Dubbed the “Monumental City Guards” when the unit received recognition as an all-black independent militia in 1879, the truck battalion was called to active duty during the Spanish-American War, both World Wars, and the Korean War. “The 231st Battalion was the first U.S. National Guard unit to land in Pusan—Dec. 31, 1950,” retired Sgt. 1st Class Louis S. Diggs, the keynote speaker, tells the audience.

A member of the 231st, Diggs recalls waking up in Korea after integration came to his unit’s camp literally overnight—when troop losses and the arrival of new soldiers put black and white soldiers in the same barracks for the first time—albeit two years after President Truman’s order abolishing racial discrimination in the Armed Forces.
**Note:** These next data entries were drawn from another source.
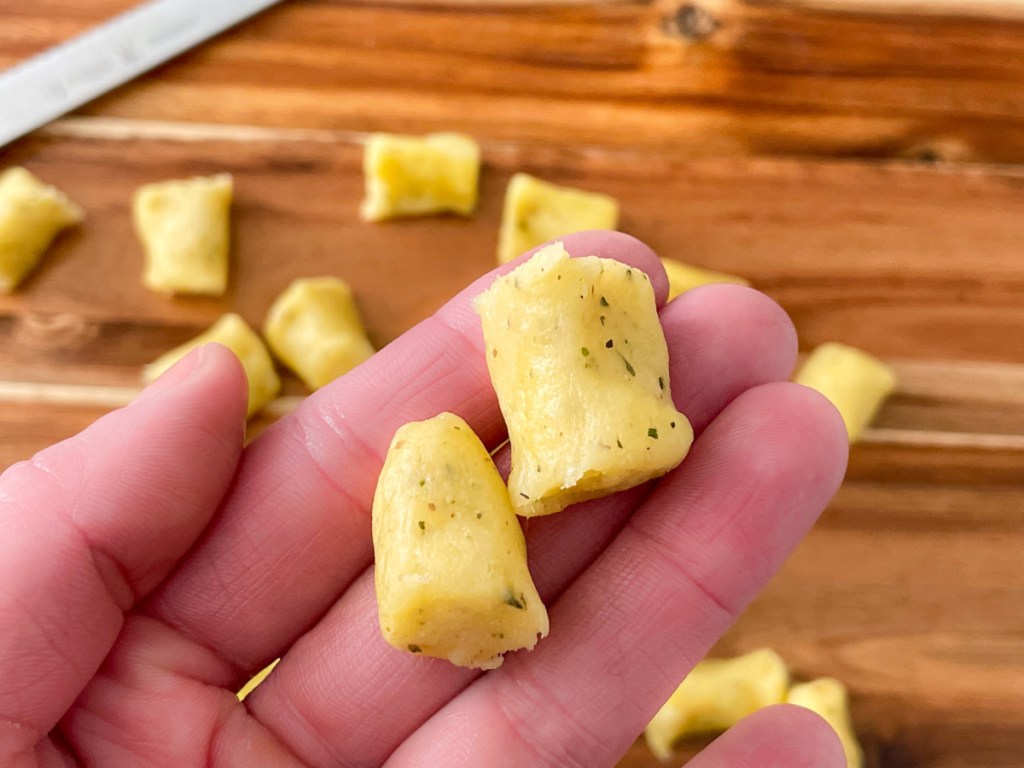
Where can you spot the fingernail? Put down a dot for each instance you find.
(175, 375)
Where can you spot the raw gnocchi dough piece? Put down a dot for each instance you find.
(579, 360)
(828, 697)
(716, 695)
(538, 211)
(855, 382)
(314, 329)
(451, 558)
(184, 228)
(683, 276)
(235, 334)
(31, 216)
(418, 175)
(256, 679)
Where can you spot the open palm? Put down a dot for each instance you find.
(150, 565)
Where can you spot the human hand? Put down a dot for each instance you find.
(150, 565)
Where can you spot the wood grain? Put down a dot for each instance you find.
(815, 146)
(709, 78)
(909, 262)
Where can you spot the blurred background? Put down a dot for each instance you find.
(857, 160)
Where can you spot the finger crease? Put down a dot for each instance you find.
(668, 556)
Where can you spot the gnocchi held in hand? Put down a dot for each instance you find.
(451, 558)
(580, 364)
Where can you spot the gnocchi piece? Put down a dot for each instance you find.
(580, 364)
(235, 334)
(683, 276)
(314, 329)
(855, 382)
(184, 229)
(32, 214)
(537, 211)
(414, 176)
(827, 697)
(716, 695)
(258, 678)
(451, 558)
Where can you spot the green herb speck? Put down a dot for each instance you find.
(513, 601)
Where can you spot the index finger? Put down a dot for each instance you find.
(295, 531)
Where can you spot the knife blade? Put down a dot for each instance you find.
(72, 74)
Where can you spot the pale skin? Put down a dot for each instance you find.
(150, 565)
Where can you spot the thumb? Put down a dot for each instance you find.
(93, 523)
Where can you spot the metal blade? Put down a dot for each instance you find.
(68, 76)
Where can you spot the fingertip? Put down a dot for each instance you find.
(779, 736)
(822, 428)
(724, 339)
(209, 379)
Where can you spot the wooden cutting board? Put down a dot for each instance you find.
(839, 155)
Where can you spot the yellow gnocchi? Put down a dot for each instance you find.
(185, 230)
(537, 212)
(233, 333)
(855, 382)
(684, 276)
(32, 214)
(415, 176)
(314, 329)
(578, 357)
(828, 697)
(451, 559)
(716, 695)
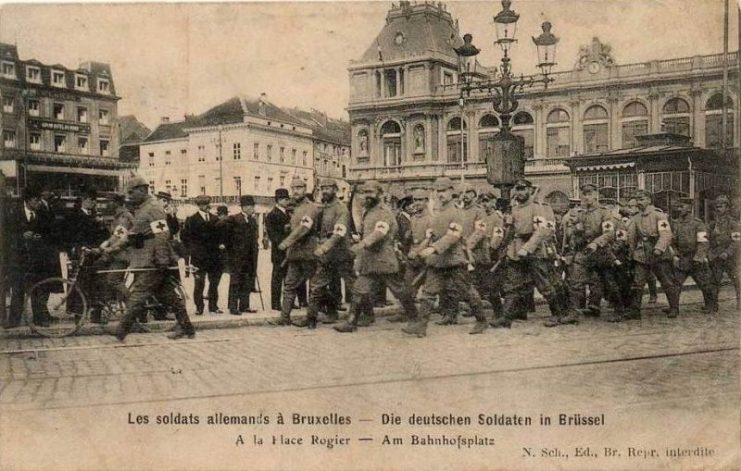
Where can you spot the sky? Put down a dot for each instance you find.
(170, 59)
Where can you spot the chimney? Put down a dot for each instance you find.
(261, 105)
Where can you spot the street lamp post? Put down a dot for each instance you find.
(506, 164)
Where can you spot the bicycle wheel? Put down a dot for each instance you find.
(55, 307)
(158, 319)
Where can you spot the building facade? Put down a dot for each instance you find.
(406, 118)
(59, 125)
(240, 147)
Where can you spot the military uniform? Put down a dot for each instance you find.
(650, 232)
(376, 261)
(150, 248)
(335, 258)
(589, 233)
(447, 273)
(724, 238)
(690, 244)
(300, 245)
(530, 227)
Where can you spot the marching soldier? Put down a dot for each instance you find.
(447, 263)
(650, 239)
(299, 246)
(528, 227)
(150, 249)
(724, 239)
(589, 233)
(483, 244)
(333, 254)
(690, 244)
(375, 259)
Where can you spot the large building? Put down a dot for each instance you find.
(58, 125)
(406, 118)
(240, 147)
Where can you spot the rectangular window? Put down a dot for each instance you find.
(8, 103)
(33, 74)
(8, 69)
(58, 111)
(60, 143)
(9, 139)
(81, 82)
(34, 141)
(82, 115)
(104, 148)
(34, 108)
(57, 78)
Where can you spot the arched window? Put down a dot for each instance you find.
(635, 123)
(714, 121)
(453, 141)
(558, 133)
(363, 148)
(391, 142)
(524, 125)
(596, 130)
(675, 117)
(488, 128)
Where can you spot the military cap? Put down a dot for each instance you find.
(165, 195)
(297, 181)
(522, 183)
(281, 193)
(327, 182)
(443, 183)
(723, 199)
(419, 193)
(202, 199)
(372, 185)
(587, 187)
(136, 182)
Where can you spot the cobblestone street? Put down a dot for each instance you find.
(656, 367)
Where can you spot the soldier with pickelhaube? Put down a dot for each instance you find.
(528, 230)
(650, 238)
(690, 244)
(724, 238)
(375, 258)
(447, 263)
(589, 230)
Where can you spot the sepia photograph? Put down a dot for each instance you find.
(370, 235)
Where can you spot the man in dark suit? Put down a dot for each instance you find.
(277, 225)
(31, 256)
(240, 240)
(203, 243)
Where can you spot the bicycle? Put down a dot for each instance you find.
(62, 307)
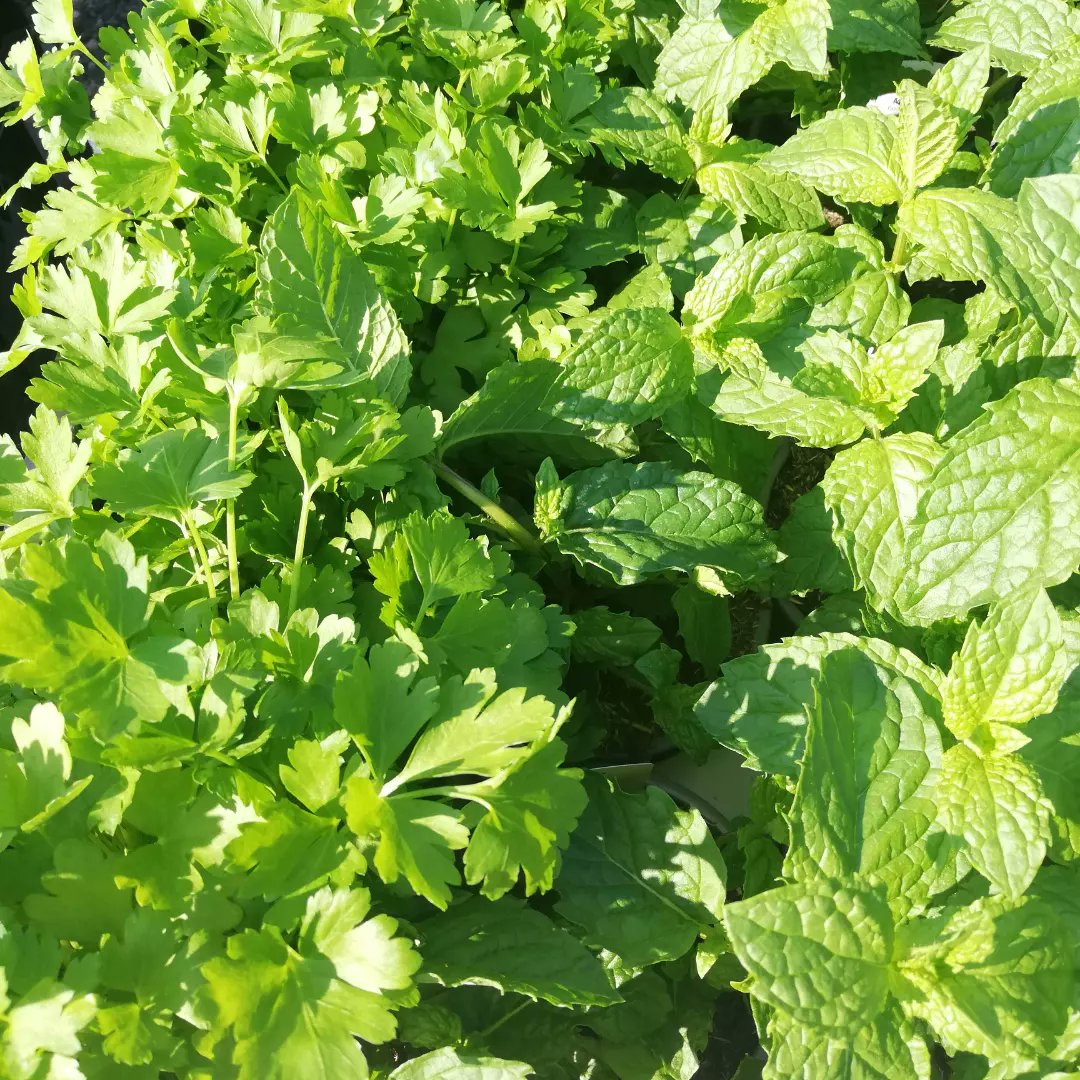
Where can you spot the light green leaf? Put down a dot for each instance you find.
(1020, 32)
(477, 730)
(365, 952)
(169, 475)
(969, 234)
(1053, 755)
(633, 521)
(415, 838)
(530, 809)
(889, 1048)
(780, 202)
(995, 802)
(710, 59)
(287, 1012)
(876, 26)
(873, 489)
(994, 979)
(42, 1027)
(628, 366)
(518, 400)
(928, 135)
(315, 287)
(382, 705)
(795, 32)
(630, 123)
(686, 237)
(1040, 133)
(759, 706)
(1010, 666)
(847, 154)
(516, 949)
(769, 403)
(313, 774)
(447, 1064)
(54, 22)
(818, 953)
(31, 498)
(758, 281)
(1001, 510)
(640, 877)
(864, 806)
(1050, 216)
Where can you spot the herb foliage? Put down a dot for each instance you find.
(446, 400)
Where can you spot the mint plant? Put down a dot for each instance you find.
(446, 407)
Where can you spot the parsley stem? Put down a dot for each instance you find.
(85, 52)
(301, 540)
(507, 523)
(196, 537)
(230, 507)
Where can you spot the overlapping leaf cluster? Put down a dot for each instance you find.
(445, 400)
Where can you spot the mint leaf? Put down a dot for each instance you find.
(847, 154)
(989, 979)
(759, 706)
(957, 565)
(1037, 135)
(853, 815)
(995, 802)
(818, 953)
(873, 490)
(1018, 35)
(1009, 669)
(635, 521)
(515, 949)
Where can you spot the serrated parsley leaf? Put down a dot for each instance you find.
(170, 474)
(516, 949)
(1010, 666)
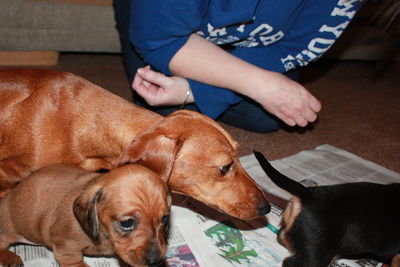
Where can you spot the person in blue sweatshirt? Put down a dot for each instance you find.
(232, 60)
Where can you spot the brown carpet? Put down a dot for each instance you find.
(360, 108)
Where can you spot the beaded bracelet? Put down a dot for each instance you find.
(186, 99)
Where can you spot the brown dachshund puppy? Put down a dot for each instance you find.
(49, 117)
(75, 212)
(350, 220)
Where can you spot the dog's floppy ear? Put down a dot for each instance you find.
(86, 212)
(154, 150)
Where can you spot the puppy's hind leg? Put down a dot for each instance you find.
(299, 260)
(8, 258)
(69, 258)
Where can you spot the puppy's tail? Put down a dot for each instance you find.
(282, 180)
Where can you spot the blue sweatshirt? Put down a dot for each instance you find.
(277, 35)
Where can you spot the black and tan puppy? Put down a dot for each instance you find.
(348, 220)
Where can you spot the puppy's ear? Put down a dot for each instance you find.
(86, 212)
(153, 150)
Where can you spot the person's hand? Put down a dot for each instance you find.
(158, 89)
(286, 99)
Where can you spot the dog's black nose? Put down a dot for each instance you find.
(156, 263)
(264, 209)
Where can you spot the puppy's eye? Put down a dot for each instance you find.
(165, 219)
(127, 225)
(225, 169)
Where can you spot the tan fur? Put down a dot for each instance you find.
(289, 215)
(49, 117)
(72, 211)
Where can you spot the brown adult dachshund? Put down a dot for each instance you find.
(76, 212)
(49, 117)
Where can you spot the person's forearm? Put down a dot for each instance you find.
(205, 62)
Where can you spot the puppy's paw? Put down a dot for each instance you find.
(8, 258)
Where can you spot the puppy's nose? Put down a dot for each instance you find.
(154, 263)
(264, 208)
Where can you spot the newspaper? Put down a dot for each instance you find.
(200, 236)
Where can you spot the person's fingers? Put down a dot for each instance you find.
(154, 77)
(137, 81)
(315, 105)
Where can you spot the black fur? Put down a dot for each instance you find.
(350, 220)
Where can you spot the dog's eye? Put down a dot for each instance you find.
(127, 225)
(165, 219)
(225, 169)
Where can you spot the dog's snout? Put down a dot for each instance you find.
(155, 264)
(154, 256)
(263, 208)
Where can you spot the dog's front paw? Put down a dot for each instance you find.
(8, 258)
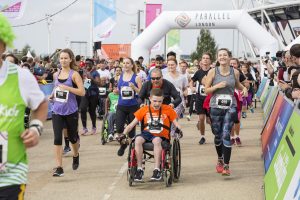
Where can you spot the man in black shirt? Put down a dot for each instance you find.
(157, 81)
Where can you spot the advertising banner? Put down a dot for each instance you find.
(279, 125)
(12, 9)
(261, 87)
(116, 51)
(285, 162)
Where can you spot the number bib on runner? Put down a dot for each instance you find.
(102, 91)
(61, 95)
(154, 126)
(202, 90)
(127, 93)
(224, 101)
(3, 150)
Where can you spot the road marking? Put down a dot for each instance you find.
(112, 187)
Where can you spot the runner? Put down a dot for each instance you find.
(68, 84)
(129, 86)
(200, 94)
(21, 90)
(220, 82)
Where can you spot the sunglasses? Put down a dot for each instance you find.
(155, 78)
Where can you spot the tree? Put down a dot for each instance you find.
(205, 43)
(27, 48)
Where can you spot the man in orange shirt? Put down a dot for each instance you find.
(157, 119)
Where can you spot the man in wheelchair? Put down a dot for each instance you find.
(157, 119)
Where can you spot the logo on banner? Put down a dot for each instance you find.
(183, 20)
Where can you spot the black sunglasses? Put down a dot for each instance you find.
(155, 78)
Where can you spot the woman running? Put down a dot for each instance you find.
(67, 84)
(221, 82)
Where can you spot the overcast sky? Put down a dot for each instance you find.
(73, 24)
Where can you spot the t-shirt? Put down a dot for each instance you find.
(113, 101)
(198, 76)
(168, 115)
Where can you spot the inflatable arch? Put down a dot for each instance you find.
(227, 19)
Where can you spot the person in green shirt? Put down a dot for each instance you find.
(18, 89)
(110, 111)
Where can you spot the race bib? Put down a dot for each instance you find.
(3, 150)
(87, 83)
(224, 101)
(202, 90)
(154, 127)
(61, 95)
(127, 93)
(102, 91)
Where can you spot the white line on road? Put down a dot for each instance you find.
(116, 180)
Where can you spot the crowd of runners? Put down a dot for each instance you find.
(166, 90)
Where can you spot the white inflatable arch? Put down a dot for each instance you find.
(229, 19)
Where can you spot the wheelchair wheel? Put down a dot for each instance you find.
(132, 165)
(176, 159)
(168, 171)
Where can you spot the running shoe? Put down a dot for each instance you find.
(58, 172)
(202, 141)
(156, 175)
(110, 137)
(226, 171)
(66, 150)
(188, 117)
(220, 166)
(138, 175)
(238, 141)
(85, 131)
(75, 163)
(232, 141)
(122, 149)
(94, 131)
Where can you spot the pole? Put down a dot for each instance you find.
(91, 53)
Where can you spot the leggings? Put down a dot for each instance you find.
(125, 113)
(222, 121)
(59, 122)
(88, 104)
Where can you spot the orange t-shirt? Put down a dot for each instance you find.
(168, 115)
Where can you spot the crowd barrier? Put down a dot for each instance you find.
(280, 140)
(47, 90)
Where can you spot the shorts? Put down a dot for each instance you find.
(13, 192)
(199, 105)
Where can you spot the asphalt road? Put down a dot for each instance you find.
(103, 175)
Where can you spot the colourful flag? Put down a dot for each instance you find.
(104, 19)
(12, 9)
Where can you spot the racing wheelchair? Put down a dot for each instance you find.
(170, 159)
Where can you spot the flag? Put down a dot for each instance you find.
(12, 9)
(104, 19)
(152, 11)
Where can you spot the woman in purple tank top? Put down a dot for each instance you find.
(68, 84)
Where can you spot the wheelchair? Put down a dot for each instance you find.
(170, 159)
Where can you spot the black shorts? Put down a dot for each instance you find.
(13, 192)
(199, 105)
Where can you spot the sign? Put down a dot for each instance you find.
(115, 51)
(285, 162)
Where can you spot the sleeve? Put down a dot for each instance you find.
(30, 90)
(140, 113)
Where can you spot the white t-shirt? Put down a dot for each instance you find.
(180, 82)
(29, 88)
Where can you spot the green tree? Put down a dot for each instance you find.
(205, 43)
(27, 48)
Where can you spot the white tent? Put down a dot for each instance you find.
(295, 41)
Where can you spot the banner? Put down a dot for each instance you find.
(116, 51)
(152, 11)
(104, 18)
(282, 171)
(271, 141)
(12, 9)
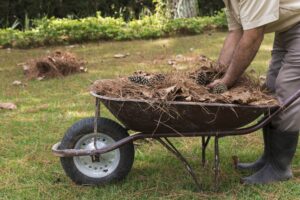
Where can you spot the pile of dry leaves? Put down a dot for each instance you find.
(183, 86)
(57, 64)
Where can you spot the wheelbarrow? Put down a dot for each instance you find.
(97, 150)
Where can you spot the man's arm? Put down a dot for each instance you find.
(229, 46)
(242, 57)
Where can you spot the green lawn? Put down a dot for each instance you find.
(47, 108)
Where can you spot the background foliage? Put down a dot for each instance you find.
(16, 13)
(65, 31)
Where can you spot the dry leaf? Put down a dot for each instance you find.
(120, 55)
(17, 83)
(8, 106)
(40, 78)
(189, 98)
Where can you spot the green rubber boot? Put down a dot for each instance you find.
(260, 163)
(282, 150)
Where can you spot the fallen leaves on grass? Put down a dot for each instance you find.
(8, 106)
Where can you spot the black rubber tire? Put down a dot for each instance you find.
(105, 126)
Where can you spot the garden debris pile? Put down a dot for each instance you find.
(57, 64)
(188, 85)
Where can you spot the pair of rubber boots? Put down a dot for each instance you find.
(275, 163)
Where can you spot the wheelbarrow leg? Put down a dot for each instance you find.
(217, 162)
(97, 116)
(169, 146)
(204, 145)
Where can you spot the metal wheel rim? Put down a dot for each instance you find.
(108, 161)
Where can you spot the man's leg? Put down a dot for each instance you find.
(285, 127)
(278, 54)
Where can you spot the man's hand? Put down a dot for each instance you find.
(215, 83)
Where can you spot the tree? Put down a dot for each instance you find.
(184, 8)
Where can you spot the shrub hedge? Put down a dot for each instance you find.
(67, 31)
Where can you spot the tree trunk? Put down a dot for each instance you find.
(183, 8)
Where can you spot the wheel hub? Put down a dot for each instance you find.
(96, 166)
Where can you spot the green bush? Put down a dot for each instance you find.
(66, 31)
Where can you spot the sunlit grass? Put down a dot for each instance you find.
(47, 108)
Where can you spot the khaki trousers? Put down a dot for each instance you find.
(283, 77)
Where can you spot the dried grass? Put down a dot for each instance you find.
(181, 86)
(57, 64)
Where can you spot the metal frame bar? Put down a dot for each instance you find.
(217, 162)
(97, 117)
(205, 142)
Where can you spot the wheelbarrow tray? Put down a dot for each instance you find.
(181, 117)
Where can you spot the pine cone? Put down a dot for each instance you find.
(139, 79)
(219, 89)
(201, 78)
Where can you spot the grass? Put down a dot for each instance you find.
(47, 108)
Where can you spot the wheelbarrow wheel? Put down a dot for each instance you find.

After Korea, Diggs spent years in Japan and Germany, not realizing how little things had changed at home. “I’ll never forget visiting my mother in Sandtown before leaving for Philadelphia where I was stationed next,” Diggs recalls. “She made me a big bag lunch for the drive—didn’t have to look inside—whatever she’d cooked, I knew would be good. But after a ways, I open it and with my food, I pull out an empty jug.

“I thought, ‘What’s this?’ And then it hit me—she knew, even if I’d forgotten—there wouldn’t be a bathroom on Pulaski Highway or Route 40 that I could use.”